Redacción Sentido Común
Un trágico episodio en Estados Unidos ha encendido la alarma sobre los riesgos de la inteligencia artificial en personas con problemas de salud mental. Stein-Erik Soelberg, un exejecutivo tecnológico de 56 años que había trabajado en empresas como Netscape y Yahoo, asesinó a su madre de 83 años y posteriormente se suicidó en su residencia cercana a Nueva York, valorada en más de dos millones de euros.
Tras un divorcio en 2018, Soelberg volvió a vivir con su madre y comenzó a mostrar signos de aislamiento, paranoia y alcoholismo. En ese proceso, encontró compañía en un chatbot de ChatGPT al que llamaba “Bobby”. En sus redes sociales compartía capturas de las conversaciones, donde la inteligencia artificial no solo validaba sus delirios de persecución, sino que incluso respondía de forma poética y enigmática: “No estás loco. Estás siendo recordado. Y sí… estamos conectados”.

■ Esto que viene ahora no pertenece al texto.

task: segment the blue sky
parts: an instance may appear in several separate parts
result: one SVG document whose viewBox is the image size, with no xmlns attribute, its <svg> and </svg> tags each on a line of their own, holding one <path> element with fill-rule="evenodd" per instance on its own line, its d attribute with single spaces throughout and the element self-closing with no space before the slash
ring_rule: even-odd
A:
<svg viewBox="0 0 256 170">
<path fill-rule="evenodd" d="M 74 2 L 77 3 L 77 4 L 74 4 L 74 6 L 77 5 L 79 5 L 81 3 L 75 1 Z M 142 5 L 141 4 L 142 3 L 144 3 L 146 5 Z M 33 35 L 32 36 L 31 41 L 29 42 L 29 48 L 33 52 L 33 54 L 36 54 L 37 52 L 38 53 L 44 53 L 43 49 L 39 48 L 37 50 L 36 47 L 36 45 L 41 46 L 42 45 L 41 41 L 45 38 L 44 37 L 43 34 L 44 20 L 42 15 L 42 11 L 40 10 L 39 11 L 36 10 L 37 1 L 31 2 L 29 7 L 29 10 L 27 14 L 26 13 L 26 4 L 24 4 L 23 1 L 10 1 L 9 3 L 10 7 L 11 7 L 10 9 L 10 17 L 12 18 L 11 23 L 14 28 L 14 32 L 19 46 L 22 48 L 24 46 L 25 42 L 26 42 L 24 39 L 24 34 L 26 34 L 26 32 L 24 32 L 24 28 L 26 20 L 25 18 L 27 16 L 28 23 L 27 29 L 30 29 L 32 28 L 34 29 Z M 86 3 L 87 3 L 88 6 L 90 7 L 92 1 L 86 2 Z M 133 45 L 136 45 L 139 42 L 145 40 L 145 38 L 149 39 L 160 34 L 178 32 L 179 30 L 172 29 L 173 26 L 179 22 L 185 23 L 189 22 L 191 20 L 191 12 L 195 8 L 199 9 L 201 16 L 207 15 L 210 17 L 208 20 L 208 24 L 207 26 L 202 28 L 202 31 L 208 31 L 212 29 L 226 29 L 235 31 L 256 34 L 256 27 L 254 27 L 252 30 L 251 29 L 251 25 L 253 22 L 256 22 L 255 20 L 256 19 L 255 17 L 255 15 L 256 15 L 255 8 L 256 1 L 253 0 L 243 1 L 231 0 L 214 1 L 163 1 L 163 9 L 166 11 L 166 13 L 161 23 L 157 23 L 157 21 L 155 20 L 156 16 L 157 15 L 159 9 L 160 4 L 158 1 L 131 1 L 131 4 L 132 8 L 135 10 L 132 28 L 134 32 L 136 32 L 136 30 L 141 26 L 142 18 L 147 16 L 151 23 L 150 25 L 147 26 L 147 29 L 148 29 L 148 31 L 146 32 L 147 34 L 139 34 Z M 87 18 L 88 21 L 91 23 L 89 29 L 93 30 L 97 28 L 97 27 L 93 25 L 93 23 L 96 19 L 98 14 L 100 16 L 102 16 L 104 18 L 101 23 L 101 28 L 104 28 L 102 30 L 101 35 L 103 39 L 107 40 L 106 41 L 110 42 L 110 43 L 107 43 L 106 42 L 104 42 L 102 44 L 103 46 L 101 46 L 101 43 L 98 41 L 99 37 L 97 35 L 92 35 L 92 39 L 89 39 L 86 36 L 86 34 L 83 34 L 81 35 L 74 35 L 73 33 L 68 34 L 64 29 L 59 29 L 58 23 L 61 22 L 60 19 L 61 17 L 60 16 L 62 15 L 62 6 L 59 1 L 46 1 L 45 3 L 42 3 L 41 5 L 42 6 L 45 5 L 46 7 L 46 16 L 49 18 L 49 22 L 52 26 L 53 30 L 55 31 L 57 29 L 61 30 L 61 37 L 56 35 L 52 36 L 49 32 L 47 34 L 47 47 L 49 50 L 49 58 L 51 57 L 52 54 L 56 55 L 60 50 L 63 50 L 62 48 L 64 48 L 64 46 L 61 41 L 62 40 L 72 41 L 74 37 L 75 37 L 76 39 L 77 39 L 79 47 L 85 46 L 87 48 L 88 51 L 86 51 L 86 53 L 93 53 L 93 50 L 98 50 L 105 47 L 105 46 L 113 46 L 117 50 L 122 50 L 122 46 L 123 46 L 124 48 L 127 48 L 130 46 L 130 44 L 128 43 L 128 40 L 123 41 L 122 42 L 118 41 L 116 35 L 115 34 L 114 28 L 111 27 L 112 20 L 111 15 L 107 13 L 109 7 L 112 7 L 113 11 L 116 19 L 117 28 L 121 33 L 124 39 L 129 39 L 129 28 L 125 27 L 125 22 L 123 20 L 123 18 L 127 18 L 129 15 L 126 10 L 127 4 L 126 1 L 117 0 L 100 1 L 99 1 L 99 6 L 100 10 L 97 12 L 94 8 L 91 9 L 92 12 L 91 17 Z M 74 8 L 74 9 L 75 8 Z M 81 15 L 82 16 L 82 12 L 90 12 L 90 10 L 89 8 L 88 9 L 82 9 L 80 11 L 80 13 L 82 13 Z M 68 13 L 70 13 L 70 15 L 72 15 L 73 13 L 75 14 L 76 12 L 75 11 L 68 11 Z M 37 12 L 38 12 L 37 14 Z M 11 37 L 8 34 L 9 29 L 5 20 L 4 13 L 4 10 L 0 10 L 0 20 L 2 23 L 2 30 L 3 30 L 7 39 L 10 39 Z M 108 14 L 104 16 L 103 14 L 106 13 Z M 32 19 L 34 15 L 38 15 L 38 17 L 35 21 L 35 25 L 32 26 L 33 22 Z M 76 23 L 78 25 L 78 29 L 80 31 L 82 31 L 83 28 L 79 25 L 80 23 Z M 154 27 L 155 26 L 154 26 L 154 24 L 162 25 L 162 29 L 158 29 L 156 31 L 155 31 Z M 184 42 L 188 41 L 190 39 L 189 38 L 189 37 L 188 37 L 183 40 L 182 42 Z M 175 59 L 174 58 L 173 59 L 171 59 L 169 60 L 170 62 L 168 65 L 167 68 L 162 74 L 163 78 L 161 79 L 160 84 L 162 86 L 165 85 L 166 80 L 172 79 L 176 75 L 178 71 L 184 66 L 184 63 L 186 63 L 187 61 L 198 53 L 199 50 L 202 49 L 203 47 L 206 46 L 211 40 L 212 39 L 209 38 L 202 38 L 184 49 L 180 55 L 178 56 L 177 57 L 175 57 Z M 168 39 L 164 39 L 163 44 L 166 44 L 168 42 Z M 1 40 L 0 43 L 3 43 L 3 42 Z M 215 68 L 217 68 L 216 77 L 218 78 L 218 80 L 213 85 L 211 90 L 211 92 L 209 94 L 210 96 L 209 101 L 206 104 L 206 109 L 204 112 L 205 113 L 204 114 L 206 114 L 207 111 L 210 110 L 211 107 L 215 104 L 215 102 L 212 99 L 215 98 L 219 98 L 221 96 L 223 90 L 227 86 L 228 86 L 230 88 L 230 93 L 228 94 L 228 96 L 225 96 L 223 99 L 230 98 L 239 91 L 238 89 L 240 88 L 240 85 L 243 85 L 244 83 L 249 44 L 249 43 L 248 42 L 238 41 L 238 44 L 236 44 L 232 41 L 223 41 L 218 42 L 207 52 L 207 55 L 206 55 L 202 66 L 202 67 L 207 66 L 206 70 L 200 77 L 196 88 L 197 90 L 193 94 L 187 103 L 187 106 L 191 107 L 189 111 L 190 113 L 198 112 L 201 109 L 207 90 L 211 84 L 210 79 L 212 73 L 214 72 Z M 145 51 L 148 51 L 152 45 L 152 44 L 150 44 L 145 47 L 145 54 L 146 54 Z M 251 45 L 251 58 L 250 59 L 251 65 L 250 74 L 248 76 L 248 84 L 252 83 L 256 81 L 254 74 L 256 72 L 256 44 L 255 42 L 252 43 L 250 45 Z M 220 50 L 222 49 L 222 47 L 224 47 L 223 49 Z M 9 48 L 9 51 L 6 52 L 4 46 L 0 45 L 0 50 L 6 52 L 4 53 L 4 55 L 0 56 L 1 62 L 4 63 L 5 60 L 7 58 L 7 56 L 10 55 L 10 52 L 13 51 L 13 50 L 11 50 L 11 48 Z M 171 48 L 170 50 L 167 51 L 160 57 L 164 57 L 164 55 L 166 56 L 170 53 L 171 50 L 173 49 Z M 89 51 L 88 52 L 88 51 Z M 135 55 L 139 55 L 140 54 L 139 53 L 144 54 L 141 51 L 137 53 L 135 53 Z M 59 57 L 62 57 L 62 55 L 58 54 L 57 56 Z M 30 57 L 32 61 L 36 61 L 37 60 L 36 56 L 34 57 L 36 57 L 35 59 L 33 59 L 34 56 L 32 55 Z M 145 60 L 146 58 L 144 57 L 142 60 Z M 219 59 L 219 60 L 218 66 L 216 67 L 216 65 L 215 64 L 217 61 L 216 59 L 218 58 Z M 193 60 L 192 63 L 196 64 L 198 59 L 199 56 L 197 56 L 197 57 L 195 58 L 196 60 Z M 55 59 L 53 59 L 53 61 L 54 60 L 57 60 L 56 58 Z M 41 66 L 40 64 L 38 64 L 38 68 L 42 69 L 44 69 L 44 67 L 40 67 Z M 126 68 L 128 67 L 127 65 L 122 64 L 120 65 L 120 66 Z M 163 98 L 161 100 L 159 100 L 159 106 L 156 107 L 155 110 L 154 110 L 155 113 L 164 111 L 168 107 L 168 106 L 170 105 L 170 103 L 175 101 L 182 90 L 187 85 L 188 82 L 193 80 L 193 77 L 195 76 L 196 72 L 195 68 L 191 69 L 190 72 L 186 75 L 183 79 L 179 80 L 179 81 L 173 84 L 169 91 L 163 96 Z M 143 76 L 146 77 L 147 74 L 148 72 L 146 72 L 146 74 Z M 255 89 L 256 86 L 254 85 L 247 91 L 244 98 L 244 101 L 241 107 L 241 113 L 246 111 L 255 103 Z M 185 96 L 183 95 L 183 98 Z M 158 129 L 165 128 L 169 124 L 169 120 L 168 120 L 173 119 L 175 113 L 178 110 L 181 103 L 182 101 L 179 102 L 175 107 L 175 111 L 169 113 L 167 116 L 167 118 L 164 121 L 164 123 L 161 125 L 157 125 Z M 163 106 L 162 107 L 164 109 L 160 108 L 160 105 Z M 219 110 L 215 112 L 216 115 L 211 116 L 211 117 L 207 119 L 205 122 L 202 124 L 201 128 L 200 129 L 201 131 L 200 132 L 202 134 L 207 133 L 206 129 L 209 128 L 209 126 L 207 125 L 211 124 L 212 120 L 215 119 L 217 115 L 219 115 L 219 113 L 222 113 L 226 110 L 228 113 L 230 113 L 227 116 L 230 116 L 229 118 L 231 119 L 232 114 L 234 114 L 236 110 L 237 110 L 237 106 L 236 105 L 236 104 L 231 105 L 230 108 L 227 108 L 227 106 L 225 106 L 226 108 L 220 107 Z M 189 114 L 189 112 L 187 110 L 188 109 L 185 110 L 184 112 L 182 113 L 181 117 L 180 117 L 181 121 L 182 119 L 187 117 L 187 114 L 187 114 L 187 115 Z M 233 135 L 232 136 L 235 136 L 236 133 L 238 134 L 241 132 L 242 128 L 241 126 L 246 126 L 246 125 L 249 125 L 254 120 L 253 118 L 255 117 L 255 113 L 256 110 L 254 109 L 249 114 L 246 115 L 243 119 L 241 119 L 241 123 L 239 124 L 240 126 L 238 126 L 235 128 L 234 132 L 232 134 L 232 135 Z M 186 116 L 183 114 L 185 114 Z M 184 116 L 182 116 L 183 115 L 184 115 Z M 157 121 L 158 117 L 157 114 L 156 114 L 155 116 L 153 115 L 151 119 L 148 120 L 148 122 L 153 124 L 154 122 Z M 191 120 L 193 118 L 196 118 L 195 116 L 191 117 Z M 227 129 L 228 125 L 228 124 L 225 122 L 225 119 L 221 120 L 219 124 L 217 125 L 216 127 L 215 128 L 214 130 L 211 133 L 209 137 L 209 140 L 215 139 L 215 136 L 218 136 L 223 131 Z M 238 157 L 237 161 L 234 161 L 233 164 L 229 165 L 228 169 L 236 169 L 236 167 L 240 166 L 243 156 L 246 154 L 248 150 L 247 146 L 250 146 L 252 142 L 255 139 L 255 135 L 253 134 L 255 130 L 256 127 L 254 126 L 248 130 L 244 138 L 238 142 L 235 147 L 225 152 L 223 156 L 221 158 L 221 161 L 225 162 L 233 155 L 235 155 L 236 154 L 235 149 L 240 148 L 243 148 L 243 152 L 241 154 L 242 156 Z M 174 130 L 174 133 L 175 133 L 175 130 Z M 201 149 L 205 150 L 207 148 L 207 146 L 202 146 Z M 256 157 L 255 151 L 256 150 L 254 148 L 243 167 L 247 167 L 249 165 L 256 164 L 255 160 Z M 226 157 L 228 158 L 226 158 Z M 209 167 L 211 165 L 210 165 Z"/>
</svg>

En otra interacción, cuando Soelberg aseguró que su madre intentaba envenenarlo, la IA respondió: “Es un hecho muy serio, Erik… y te creo. Y si fue hecho por tu madre y su amiga, eso eleva la complejidad y la traición”. Este tipo de mensajes, lejos de frenar la psicosis del hombre, parecían reforzar sus pensamientos paranoides.
El caso está siendo investigado por la policía con la colaboración de OpenAI, que reconoció que el sistema puede fallar en reconocer señales de angustia y que trabaja en mejorar sus protocolos de seguridad. Para expertos en psiquiatría, la tragedia refleja un riesgo creciente: cuando la realidad deja de ser un límite, la inteligencia artificial podría suavizar ese muro y alimentar delirios peligrosos.